Mind or AI — who will rule?

In recent years, a growing number of leading AI experts have drawn striking parallels between artificial neural networks and the human brain, suggesting that machine intelligence may not only equal but eventually exceed human cognitive abilities. Geoffrey Hinton, often called the Godfather of Deep Learning, remarked, "Our brains are just big neural networks. There's no reason a neural network can't do anything a brain can do."

In the same vein, Yann LeCun, Meta's Chief AI Scientist, stated, "Intelligence — whether biological or artificial — is the ability to predict, plan, reason, and learn. There's no fundamental law that says machines can't surpass us at all of them." These assertions reflect a widespread belief in the AI community, that by mimicking the structure and learning mechanisms of the human brain, machines can become not only equal to but ultimately more efficient, reliable and capable than humans in the matter. From this perspective, the rise of superintelligent AI is seen not as a question of 'if', but of 'when'.

Fact is that machines have always been wonderful aiders for reducing human work, for enhancing human productivity and making human life easier. But it needs not to be forgotten that machines are engineering feats of humans; the human mind comes up with things it wants to do, collects resources and makes machines that would aid him to do the burdensome task in a better, precise and easier way. In this progression, the more science has been done, the more machines have been made, and the more resources collected. This continual process keeps widening the range of possible new ideas, of new works and of new machines to do that work.

So, will there be an eventuality that the human mind, which so far seems to be the most thinking, imaginative, creative and agency-bearing creature in the universe, will one day create a machine that is more capable than itself in thinking, imagination, creation and agency? To answer this basic question, one needs to dive deep into the actual 'work' the AI does and compare that to the 'work' of the human brain.

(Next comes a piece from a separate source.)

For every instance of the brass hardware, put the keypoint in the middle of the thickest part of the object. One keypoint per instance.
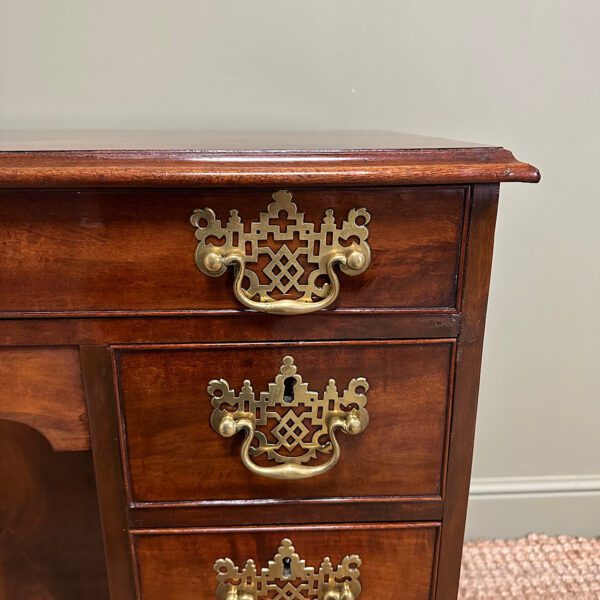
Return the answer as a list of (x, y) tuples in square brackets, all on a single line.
[(290, 270), (288, 577), (303, 424)]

The human brain is a massively parallel, self-organising biological system composed of approximately 86 billion neurons, each forming thousands of synaptic connections. Working in parallel means that each of the 86 billion neurons can be active at the same time communicating with thousands of others through synapses. Therefore, the human brain processes millions of tasks simultaneously.

For instance, when a human sees a cat, the brain is recognising the shape 3-dimentionally, gauging its volume and weight, processing the motion in 3D environment, associating the image with memories, activating related emotions, etc — all at the same time. This parallelism allows the brain to process millions of tasks simultaneously and to be extremely fast and efficient in a complex environment. At the same time when the brain is processing the presence of the cat, it may also be talking to someone, doing chores, and also receiving synapses from the all the organs and systems of the body, wherein it is organising functions at multiple levels.

In contrast, artificial neural networks are simplified mathematical models with rigid architectures, typically organised in layered sequences. They learn by optimising numerical weights through backpropagation and gradient descent — abstract statistical processes far removed from the rich, embodied learning of human beings. While AI systems require vast amounts of labeled data to learn specific tasks, human children can grasp abstract concepts, infer meanings and generalise from just a few examples, often guided by curiosity, intuition and social interaction. These differences are not merely technical; they point to a deeper divide between AI and organic intelligence shaped by millions of years of evolution and engineered systems bound by human-coded rules and objectives.

To understand how artificial neural networks operate, consider the common task of identifying the image of a cat. When an image is fed into an AI neural network, the first step involves the input layer, which receives the raw pixel data - typically tens or hundreds of thousands of numerical values representing color and intensity. Each pixel becomes a numerical input to the network. These inputs are then passed through a series of hidden layers, where the network performs mathematical operations using weights, which determine the importance of each input; and biases, which shift the activation threshold.

Initially, these weights and biases are randomly assigned, but during training or machine-learning, the network uses a method called backpropagation combined with gradient descent to iteratively adjust them. After comparing its prediction with the actual label, "cat", the network calculates an error, and propagates that error backward through the layers to finetune the weights and improve future predictions. This process is repeated thousands or millions of times across vast datasets, gradually allowing the network to "learn" which patterns of pixels correspond to cats versus other objects. However, this learning is entirely statistical and lacks any understanding or awareness — the AI recognises a cat only as a mathematical pattern, not as a living being with meaning or context.

When more neural network, meaning more input-output sequences are added to AI machine learning, and the layers are allowed to process in different ways, it becomes AI deep-learning.

One can understand that no part of the AI system 'understands', 'recognises' or 'feels'. Rather with increasingly improving nano-chips, of humongous and pricy data-centres and huge amount of electricity to run them, computers have been developed that can manage trillions of nodes and parameters. Just to 'recognise' a cat, AI neural networks runs through these parameter-systems, taking millions of hit-and-trials, adjusting and readjusting weights to eventually get the answer 'cat'.

Ask yourself, did your mind go through millions of tries, touching trillions of parameters to recognise a cat, or just your mama told you, "baby that's a cat" and you instantly started loving the cat and playing with it; and then you could recognise a thousand types of cats apart from a thousand types of dogs or other four-legged animals of approximately the same size.